The importance of understanding the commandments of God cannot be overstated. The fact that we should be fastidious about doing what He wants is born out in example after example. Nevertheless, even in our sincerity, we can make more of something than God intends and that is just plain dangerous.

Peter experienced what it was like to walk on the wrong side of God when Jesus began to reveal the Master’s Plan, which included a cross; Peter respectfully disagreed. When he took Jesus aside and attempted to correct His “misconception,” Jesus rebuffed him sternly: “Get behind me Satan” (Matthew 16:23). Not what you would call a gentle correction but an indicator of how upsetting it is to God when what He has revealed is twisted into something ungodly.

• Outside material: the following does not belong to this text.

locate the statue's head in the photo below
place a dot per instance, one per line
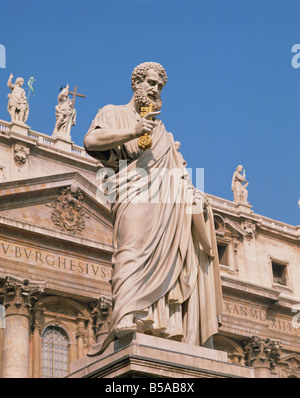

It is not a new thing to see people’s exuberance outrun their obedience, like that odd reference that comes up at the beginning of King Hezekiah’s reign. His first order of business was getting back to God, which cannot be done with divided religious loyalties. So, along with all the false idols, “He removed the high places and broke the sacred pillars, cut down the wooden image and broke in pieces the bronze serpent that Moses had made; for until those days the children of Israel burned incense to it, and called it Nehushtan” (2 Kings 18:4, emp. JDS). Really? The bronze serpent, which the snake-bit, rebellious Israelites had to look upon in order not to die (Numbers 21:4-9)? It was not only still around but had been turned into an object of worship. All those years and a lot if ignoring God had turned an image He had created for a particular purpose into an idol.

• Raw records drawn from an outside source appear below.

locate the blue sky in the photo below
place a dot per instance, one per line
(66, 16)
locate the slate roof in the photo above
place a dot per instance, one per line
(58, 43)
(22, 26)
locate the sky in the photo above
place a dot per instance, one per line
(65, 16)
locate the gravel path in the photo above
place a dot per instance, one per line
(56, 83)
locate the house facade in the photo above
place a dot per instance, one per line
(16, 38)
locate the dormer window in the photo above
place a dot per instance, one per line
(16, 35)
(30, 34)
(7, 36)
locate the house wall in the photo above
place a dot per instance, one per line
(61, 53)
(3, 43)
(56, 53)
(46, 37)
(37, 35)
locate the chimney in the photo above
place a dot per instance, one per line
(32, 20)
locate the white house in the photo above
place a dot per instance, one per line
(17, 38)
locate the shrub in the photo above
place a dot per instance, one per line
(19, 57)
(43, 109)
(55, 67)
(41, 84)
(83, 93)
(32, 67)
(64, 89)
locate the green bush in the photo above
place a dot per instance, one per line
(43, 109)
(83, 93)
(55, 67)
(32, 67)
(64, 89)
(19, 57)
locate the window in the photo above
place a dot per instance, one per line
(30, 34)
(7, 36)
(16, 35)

Turning what God requires into more than God intended has no Divine authority. More, less or different concerning God’s directives is certain spiritual death. As Hezekiah attempted to turn people back to God, he did two things that will solve any false way or worship, even today. (1) He trusted God (2 Kings 18:5). God knows all things. He is always clear and concise. He never asks what we are not able to give. There is no excuse for adding to, taking away or changing what God has revealed. (2) He obeyed God’s commandments and he did not depart from them (2 Kings 18:6). Where God has spoken, His is the final word, no ifs, ands or buts; and no excuses.

Because King Hezekiah followed God so meticulously, “The Lord was with him; he prospered wherever he went” (2 Kings 18:7). Our abundant life begins and ends with understanding the commitment we must have to God and His commandments. Any revision of His revelation is elevating a snake.